3.  If the request is authenticated or secure, it won't be cached.
4.  A cached representation is considered fresh (that is, able to
    be sent to a client without checking with the origin server) if:
    o It has an expiry time or other age-controlling header set,
       and is still within the fresh period.
    o If a browser cache has already seen the representation, and
       has been  set to check once a session.
    o If a proxy cache has seen the representation recently, and it
       was modified relatively long ago.
   Fresh representations are served directly from the cache, without
   checking with the origin server
5. If an representation is stale, the origin server will be asked
   to validate it, or tell the cache whether the copy that it has
   is still good.

So it looks like we won't stumble into cache problems by accident.  
Someone
has to enable a validator tag before the cache comes into play.

One thing to consider though is how we're going to do user 
authentication.
Use an existing HTTP username/password scheme or something outside of 
that?
If ours is independent of HTTP then we have to be more careful about 
how to
deal with caches.

If ours is based on HTTP and we want to play nice with caches then 
clients
shouldn't include password information to publicly accessible data as 
that
won't be cached.

But I wouldn't worry about this.  It's most theoretical and best to 
wait until
it becomes an actual problem.

Data issues
-----------

We discussed version numbering of objects. James has unique ids for all
edittable objects with version numbers as well. This enables him to keep
numbered versions of an object and retrieve the latest version for 
editting
but also to go back to previous versions if required. It may be that we 
need
the client to be able to ask for previous versions.

How does the client know which things can be editted ?

In James system James system there are edittable and non-edittable data
streams.  It was felt that this is not flexible enough for DAS. 
Therefore the
client needs to be able to discover what objects within a region can be
editted.

Current suggestion is that when the server returns what types it can 
serve,
the type should include a flag to say whether this type from this 
server can
be editted. If the type can be editted then this says the annotator can 
edit
_all_ objects of that type from that server. This would obviate the 
need for
every object to be flagged with whether it was edittable, something 
that none
of us thought was a good idea. This mechanism will enable the client to 
show
the annotator which objects are edittable (note that the set of objects 
that
can be editted could change from user to user depending on their 
database
permissions).

How would the client lock stuff in practice ?

1) The annotator needs to know up front what they can edit so the 
client would
be able to issue a request to the server(s) which would tell it what 
objects
were edittable.

(Andrew made a suggestion here that said something like: two urls are 
supplied
for database information for POST, there are urls for features/regions, 
server
will say "yes I have a lock, no I don't" makes it extensible can anyone
remember what he said in more detail ?)

2) The annotator then indicates what they want to lock and the client 
issues a
request to the server that says "Am I allowed to lock these actual 
objects ?",
server replies yes or no.

3) If stage 2) was successful then the client can go on to issue a 
request to
actually lock the data.

So the mechanism that seemed to make sense was for the server to serve 
up
everything with _no_ indication at the object level whether something is
edittable.

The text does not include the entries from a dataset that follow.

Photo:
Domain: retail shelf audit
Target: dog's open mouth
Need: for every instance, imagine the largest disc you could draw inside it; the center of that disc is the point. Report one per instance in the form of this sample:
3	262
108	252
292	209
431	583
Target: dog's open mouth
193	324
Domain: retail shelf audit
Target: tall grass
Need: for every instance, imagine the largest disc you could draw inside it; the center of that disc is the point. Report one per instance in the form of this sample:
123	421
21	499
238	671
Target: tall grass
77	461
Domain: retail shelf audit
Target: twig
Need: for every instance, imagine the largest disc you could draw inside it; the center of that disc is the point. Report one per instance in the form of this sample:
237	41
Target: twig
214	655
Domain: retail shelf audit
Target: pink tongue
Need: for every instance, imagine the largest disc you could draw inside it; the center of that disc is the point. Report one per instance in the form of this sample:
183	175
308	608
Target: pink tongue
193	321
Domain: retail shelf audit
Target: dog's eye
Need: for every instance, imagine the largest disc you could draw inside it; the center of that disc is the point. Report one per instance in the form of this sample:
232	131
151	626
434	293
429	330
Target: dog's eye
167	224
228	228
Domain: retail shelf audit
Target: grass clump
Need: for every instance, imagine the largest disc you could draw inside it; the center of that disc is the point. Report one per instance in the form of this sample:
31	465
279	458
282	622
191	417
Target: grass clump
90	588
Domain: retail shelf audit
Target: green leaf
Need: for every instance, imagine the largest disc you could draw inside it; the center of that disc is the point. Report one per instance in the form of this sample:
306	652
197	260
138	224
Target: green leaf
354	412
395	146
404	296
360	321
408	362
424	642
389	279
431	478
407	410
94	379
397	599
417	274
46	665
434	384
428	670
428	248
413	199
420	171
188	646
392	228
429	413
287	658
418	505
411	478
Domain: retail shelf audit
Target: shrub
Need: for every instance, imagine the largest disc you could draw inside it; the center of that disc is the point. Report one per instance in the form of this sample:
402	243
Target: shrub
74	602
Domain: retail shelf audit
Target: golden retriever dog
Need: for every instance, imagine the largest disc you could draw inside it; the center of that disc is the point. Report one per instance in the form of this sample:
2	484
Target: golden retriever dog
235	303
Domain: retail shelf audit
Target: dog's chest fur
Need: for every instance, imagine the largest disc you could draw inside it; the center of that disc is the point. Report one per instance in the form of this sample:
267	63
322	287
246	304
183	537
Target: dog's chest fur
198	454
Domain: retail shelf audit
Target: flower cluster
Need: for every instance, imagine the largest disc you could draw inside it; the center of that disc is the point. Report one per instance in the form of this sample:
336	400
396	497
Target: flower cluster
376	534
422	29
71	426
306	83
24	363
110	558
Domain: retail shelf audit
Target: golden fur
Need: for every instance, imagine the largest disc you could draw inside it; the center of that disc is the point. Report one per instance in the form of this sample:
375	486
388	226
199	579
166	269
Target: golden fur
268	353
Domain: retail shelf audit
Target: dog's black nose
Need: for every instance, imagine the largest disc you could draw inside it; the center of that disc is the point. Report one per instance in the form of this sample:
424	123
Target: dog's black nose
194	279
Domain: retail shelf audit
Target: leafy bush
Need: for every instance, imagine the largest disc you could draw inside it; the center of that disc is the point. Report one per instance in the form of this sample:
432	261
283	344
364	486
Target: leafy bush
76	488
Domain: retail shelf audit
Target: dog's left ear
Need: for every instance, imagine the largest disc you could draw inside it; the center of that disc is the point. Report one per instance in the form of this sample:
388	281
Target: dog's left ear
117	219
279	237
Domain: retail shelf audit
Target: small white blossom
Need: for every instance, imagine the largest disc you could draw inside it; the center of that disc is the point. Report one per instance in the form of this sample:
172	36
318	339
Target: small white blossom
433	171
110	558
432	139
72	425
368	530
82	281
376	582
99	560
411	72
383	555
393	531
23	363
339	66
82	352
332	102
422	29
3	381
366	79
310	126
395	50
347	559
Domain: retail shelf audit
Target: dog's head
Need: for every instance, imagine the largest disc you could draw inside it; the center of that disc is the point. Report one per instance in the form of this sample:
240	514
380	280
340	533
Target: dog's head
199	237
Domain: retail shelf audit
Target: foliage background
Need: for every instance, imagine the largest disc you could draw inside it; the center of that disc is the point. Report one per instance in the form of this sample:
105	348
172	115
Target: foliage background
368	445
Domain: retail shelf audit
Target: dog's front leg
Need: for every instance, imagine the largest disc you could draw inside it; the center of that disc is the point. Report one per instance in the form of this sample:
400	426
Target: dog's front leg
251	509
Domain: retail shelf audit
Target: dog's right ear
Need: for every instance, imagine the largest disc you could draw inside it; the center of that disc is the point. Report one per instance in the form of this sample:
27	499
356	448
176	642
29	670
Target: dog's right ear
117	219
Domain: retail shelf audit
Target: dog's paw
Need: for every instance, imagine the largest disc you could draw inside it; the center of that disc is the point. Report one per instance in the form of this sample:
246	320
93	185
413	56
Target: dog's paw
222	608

The client can then discover which of the objects it is 
displaying
can be editted.

It was agreed that the annotator would be allowed to edit objects 
located on
an assembly but not actually edit the assembly itself.  There is a clear
distinction between moving features around an assembly and actually 
changing
the assembly itself !

Conclusion
----------

We covered a lot of ground in the meeting and a lot of important points 
were
discussed. There are still a lot more things to firm up. There will be 
at
least one or two meetings today and over the weekend to do this. Gregg 
and Ed
can meet on Monday morning to try to write all this up so that we have a
proposal that everyone can then shoot down/applaud.